La direction du Soleil s'appuie sur une étude du Centre d'études sur les médias (CEM) de l'Université Laval qui a confirmé au printemps 2007 que Le Soleil a conservé son identité régionale bien qu'il ait été acheté en 2001 par Gesca. Cependant, en novembre 2007, les syndiqués du journal se joignaient aux syndiqués de Radio-Canada, de TVA, de TQS, du Journal de Québec et de CHRC pour dénoncer la centralisation de l’information dans la métropole et les pertes d’emploi qui en découlent. Pour «éviter aux gens de Québec de se faire manger par la planète Montréal», ils ont demandé aux candidats à la mairie d’en faire un enjeu de campagne. Il y a un an, alors en pleine négociation pour le renouvellement de leur convention collective, les syndiqués du Soleil se sont à nouveau plaints du poids grandissant de Montréal dans leurs colonnes.
La course aux annonceurs
Cependant, pour Daniel Giroux et Philippe Marcotte du CEM, les quotidiens régionaux de Gesca n'auraient pas avantage à se montréaliser, non pas par devoir citoyen, mais par pur instinct de survie. «Ils ne l’ont pas fait par grandeur d’âme, mais parce que leurs lecteurs veulent d’abord être informés sur ce qui se passe près d’eux. Or, Gesca ne veut pas perdre ces lecteurs. C’est grâce à eux si l’entreprise garde ses précieux annonceurs», écrivent-ils. C'est d'ailleurs parce qu'elle craint de perdre des annonceurs que la direction du Soleil s'inquiète de l'émergence d'une nouvelle plateforme d'information régionale pilotée par Télé-Québec.

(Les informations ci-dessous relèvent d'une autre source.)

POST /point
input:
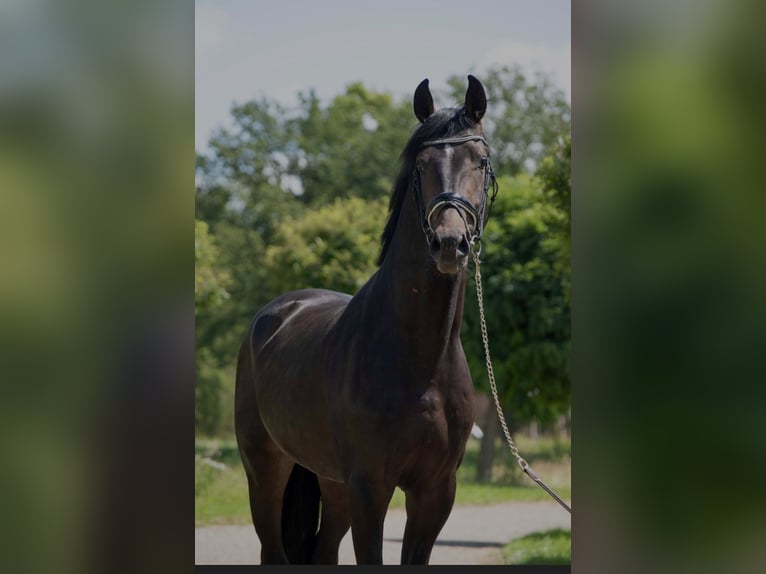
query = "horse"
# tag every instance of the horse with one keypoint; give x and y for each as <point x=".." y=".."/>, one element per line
<point x="341" y="399"/>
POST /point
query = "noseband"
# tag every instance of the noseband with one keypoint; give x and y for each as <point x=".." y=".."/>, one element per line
<point x="459" y="202"/>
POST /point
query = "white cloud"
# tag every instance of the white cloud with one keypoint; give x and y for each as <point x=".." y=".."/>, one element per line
<point x="554" y="60"/>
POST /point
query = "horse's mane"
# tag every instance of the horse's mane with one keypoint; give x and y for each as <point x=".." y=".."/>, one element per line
<point x="444" y="123"/>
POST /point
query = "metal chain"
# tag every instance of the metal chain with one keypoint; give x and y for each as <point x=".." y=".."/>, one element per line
<point x="493" y="386"/>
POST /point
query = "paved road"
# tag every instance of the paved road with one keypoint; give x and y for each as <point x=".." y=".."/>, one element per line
<point x="472" y="535"/>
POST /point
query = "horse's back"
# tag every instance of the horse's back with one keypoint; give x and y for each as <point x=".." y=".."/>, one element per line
<point x="279" y="374"/>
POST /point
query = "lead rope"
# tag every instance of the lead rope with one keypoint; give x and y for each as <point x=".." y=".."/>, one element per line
<point x="491" y="375"/>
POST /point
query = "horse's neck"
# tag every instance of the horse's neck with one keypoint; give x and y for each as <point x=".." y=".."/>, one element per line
<point x="424" y="306"/>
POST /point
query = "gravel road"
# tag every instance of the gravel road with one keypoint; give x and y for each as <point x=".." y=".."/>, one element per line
<point x="472" y="535"/>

«Au fil des ans, la tarte publicitaire que se partagent les médias s'est considérablement fragmentée avec l'arrivée de plusieurs nouveaux joueurs. Nous nous questionnons donc sur la possible création d'une plateforme Web d'information régionale et interrégionale financée par l'État. Même si, a priori, cette plateforme serait pleinement subventionnée, il n'est pas exclu que, tout comme son pendant télévisuel, celle-ci devienne éventuellement un nouveau joueur à se partager la tarte publicitaire des médias, créant ainsi une pression supplémentaire sur nos revenus», lit-on dans le mémoire du quotidien.

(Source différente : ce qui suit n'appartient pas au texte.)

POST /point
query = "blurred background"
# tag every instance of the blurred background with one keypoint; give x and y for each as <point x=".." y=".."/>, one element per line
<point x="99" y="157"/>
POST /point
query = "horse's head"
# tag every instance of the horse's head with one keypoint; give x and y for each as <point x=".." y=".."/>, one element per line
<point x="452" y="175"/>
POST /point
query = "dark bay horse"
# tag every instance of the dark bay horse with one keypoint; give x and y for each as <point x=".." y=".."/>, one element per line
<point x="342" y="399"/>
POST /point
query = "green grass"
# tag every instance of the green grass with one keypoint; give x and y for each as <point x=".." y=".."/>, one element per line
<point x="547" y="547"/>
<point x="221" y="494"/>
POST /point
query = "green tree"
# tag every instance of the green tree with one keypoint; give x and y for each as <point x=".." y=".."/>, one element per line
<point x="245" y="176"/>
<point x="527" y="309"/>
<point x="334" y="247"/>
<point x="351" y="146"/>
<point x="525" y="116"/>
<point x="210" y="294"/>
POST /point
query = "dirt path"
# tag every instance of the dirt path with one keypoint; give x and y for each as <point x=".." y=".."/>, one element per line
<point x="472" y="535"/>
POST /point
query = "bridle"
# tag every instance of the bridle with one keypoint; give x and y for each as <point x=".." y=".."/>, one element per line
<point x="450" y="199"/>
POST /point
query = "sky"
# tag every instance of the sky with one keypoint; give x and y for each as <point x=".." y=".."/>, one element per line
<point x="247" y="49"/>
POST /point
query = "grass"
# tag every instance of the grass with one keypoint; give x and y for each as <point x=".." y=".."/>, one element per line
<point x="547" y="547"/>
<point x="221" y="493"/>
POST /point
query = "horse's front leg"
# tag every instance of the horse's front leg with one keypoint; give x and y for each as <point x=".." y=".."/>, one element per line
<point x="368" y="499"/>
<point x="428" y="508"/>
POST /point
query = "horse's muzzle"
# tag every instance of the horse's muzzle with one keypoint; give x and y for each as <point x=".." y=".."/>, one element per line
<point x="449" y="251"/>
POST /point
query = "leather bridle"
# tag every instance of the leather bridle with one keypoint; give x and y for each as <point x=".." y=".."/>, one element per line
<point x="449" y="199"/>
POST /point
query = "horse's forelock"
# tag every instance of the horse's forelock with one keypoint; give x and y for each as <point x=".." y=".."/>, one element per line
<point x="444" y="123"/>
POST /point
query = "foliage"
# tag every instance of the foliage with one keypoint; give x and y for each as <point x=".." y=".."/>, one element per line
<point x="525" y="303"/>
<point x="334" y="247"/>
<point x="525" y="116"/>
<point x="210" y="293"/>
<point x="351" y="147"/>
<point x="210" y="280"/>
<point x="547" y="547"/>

Ce discours rappelle celui que tient Quebecor Médias à l'encontre de Radio-Canada. Le groupe se présente en effet comme étant victime de la concurrence «déloyale» d’un radiodiffuseur subventionné par l’État. Ce à quoi le réseau public répond que son concurrent privé reçoit lui aussi des sommes considérables en subventions de la part, notamment, du Fonds des médias du Canada du Fonds pour l’amélioration de la programmation locale et du Fonds du Canada pour les périodiques. Gesca ne bénéficie pas de ces fonds spécifiques. Néanmoins, en 2009-2010, les quotidiens québécois et canadiens ont touché globalement 11 millions de dollars en publicités gouvernementales de la part de Québec et 9,61 millions de dollars en publicités gouvernementales de la part d'Ottawa en 2007-2008.
Le Rapport Payette note quant à lui que l'introduction de nouveaux joueurs serait favorable à l'intérêt public. «Au niveau actuel de la concentration de la propriété des médias, difficile de parler d'un libre marché pour les annonceurs, les journalistes et les citoyens. (…) la concurrence est l'un des meilleurs moyens pour garantir une information de qualité. La compétition saine entre des médias d'information permet aux lecteurs, auditeurs et téléspectateurs de puiser à plusieurs sources d'information. Elle permet aux annonceurs de choisir entre différentes offres commerciales. Enfin, la concurrence empêche que les journalistes – qu'ils soient indépendants ou salariés – dépendent d'un seul employeur», écrivent les chercheuses.